Aragon

Rule-based streaming data cleansing application written in Python. Runs on Apache Kafka via Faust.

Overview

Current features:

Modern, type-annotated Python (3.7).
Fully asynchronous execution.
Docker-based execution.
Database of rules.
Scalable manager/worker architecture via event sourcing.

Planned features:

Efficient application of word-based and regex-based rules.
Read from and output to Kafka topics.

Installation

This project entirely runs inside Docker and Docker Compose, so make sure to have these installed.

Before starting Docker Compose, create and fill in the following .env file:

DATABASE_USER=...
DATABASE_PASSWORD=...
DATABASE_NAME=...

You should also run chmod -R +x tools.

Usage

To start all services, run:

docker-compose up -d

After running this for the first time, run:

./tools/setup.sh

to setup Kafka topics and other resources.

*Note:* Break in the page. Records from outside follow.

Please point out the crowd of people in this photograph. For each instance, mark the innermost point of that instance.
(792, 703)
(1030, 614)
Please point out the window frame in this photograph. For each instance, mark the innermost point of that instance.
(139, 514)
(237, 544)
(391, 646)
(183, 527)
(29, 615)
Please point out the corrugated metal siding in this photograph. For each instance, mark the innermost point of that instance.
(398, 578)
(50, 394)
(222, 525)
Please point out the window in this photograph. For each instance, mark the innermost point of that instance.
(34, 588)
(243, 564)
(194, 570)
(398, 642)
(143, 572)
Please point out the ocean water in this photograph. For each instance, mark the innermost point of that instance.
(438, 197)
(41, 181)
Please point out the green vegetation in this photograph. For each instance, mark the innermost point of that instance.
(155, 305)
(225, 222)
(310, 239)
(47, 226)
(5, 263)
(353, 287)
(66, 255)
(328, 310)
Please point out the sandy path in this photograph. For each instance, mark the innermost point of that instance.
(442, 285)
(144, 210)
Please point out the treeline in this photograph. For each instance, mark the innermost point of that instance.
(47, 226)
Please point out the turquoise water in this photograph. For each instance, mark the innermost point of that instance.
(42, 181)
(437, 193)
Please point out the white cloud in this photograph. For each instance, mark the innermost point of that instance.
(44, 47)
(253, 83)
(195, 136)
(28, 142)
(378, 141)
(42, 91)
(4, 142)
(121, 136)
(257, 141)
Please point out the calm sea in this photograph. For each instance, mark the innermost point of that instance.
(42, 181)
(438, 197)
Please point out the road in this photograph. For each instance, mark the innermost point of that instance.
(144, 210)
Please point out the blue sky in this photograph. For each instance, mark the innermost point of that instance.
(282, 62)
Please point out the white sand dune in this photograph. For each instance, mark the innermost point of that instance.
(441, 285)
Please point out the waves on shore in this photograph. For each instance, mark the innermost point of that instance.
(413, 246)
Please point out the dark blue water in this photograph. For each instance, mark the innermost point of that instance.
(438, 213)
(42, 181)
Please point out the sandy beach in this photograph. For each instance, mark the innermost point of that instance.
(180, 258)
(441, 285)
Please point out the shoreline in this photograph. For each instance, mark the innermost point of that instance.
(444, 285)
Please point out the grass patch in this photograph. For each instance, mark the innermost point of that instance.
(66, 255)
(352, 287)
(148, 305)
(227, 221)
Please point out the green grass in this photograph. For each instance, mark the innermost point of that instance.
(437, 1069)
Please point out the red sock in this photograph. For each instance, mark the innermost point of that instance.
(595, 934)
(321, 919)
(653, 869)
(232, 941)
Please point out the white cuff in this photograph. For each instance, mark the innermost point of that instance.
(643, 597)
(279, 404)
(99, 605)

You can interact with the api using any HTTP client, e.g. HTTPie:

http get localhost:8041/rules/
http post localhost:8041/rules/ pattern=batman
http get localhost:8041/rules/1
http delete localhost:8041/rules/1

Workers are notified of additions and removals of rules. When creating or deleting a rule, an event is sent to the rules topic, which the worker consumes:

$ docker-compose logs -f worker
...
worker_1     | [2019-08-10 21:53:20,351: WARNING]: ADD @b'2': Rule(id=2, pattern='superman', is_regex=False)
worker_1     | [2019-08-10 21:53:41,595: WARNING]: REMOVE @b'2'

To consume the rules topic for debugging purposes, run:

./tools/consume_rules.sh [--from-beginning]

Reference

Services

The docker-compose.yml file declares the following services:

zookeeper: a Zookeeper instance (cluster metadata).
broker: a Kafka broker.
db: a PostgreSQL database.
api: web API application (available at http://localhost:8041).
worker: stream processing worker.

Development

python -m venv venv
. venv/bin/activate
pip install -r requirements.txt
pip install -r aragon/api/requirements.txt